Most of the time, there is a long time gap between the purchase and the delivery of products that often results in cash flow deficiency for the traders, especially for SMEs. Here, getting Import Trade finance Service from a renowned institution can help traders overcome their cash crunch. But which import finance should we choose? Here are its types:
Types of Import Finance
As the popularity and demand for import finance are increasing among traders dealing in international trade, especially amid the Covid-19 pandemic, various banks and FIs are offering multiple types of import finance instruments. Some of them are here as follows:
- Usance/ Standby Letters of Credit - Usance/Standby letter of credit is one of the frequently used import trade finance instruments. When an SBLC is applied in a transaction, it allows the importer to defer the payment against the purchase. Thereby, the importer is capable of managing the required funds. On the other hand, when a bank or FI issues a Letter of Credit, it guarantees an on-time payment to the exporter only if the buyer defaults and the seller submits the proof of the same. It reduces the risk of default.

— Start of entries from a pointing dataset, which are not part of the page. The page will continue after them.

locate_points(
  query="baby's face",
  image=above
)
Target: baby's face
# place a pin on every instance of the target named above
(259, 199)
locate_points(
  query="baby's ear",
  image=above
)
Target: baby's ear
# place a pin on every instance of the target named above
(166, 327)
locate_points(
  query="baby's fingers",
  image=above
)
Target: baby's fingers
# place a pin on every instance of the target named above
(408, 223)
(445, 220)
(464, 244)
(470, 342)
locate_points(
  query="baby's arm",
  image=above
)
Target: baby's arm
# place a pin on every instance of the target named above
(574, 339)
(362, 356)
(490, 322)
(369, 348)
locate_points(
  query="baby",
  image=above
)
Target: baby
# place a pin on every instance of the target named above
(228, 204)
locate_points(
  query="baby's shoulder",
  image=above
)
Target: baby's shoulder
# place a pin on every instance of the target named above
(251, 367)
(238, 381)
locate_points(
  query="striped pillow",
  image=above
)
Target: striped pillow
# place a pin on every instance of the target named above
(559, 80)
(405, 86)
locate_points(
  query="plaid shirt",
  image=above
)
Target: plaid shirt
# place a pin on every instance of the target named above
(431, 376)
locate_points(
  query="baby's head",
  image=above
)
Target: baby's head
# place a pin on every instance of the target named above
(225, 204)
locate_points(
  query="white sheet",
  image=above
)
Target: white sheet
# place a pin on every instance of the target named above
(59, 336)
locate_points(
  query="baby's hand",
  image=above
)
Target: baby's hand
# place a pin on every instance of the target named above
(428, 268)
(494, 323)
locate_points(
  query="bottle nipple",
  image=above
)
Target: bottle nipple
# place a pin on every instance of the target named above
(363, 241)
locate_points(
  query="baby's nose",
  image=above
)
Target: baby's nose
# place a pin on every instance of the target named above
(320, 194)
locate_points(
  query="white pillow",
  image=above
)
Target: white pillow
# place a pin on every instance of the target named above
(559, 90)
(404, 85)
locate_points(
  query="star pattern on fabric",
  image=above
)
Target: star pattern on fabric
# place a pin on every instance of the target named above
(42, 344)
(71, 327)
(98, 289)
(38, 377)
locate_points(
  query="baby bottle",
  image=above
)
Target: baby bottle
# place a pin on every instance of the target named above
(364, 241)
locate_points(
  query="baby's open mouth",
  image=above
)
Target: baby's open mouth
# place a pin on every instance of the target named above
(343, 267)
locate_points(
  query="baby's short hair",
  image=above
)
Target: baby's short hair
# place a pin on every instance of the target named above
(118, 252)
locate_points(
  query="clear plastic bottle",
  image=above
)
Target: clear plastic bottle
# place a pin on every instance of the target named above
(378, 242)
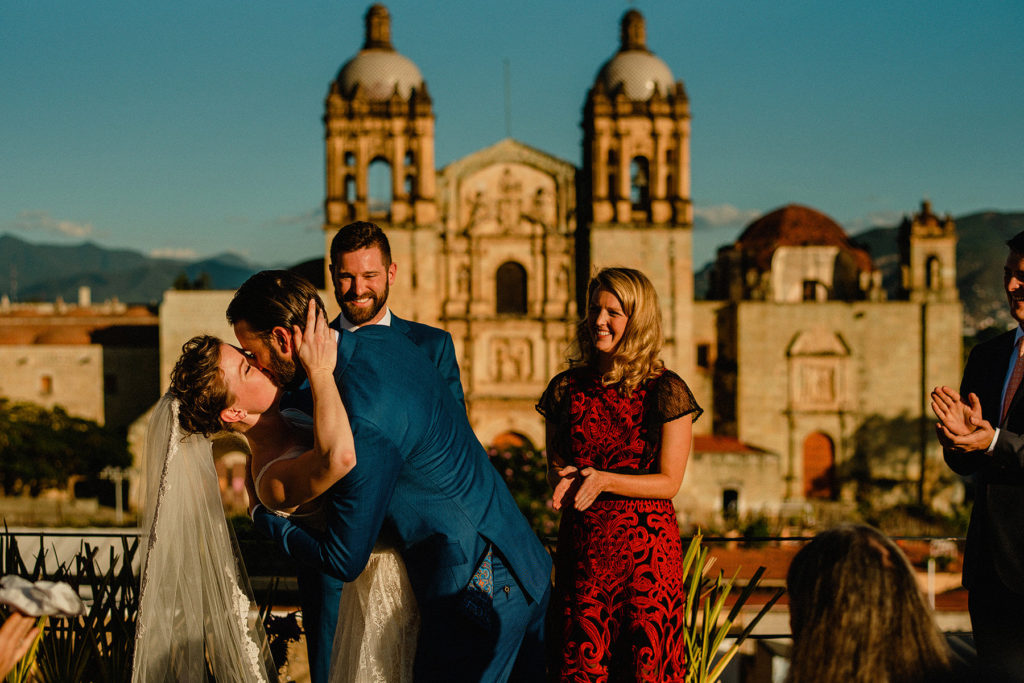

- Bank Guarantee - Bank Guarantee ie. BG is another popular form of import finance service where a bank guarantees a full-fledged & on-time payment to the exporter. If the buyer is unable to make the payment or defaults on the terms & conditions of the contract, the bank will make the payment to the exporter. It acts as proof of the importer's creditworthiness to the exporter as it protects exporters from any type of financial loss.
- Asset-Backed Facilities - Also known as Asset-based lending, it is a type of import finance tool where businesses can secure loans against their collateral. For example, inventory, equipment, buildings, account receivables, or any other asset mentioned in the balance sheet.
- Invoice Financing - Another type of import trade finance allows importers to raise the funds by selling their account receivables. There are various banks or FIs that buy these ARs in exchange for 50-80% of invoice value as a loan. This way, the traders can manage their urgent requirements efficiently. Additionally, it also helps in improving cash flow and enhancing working capital.
Now you know what import finance is, its types and how it helps global traders in coping with financial losses. It helps importers to defer the payment and maintain their working capital as well as exporters can avoid the risk of payment overseas.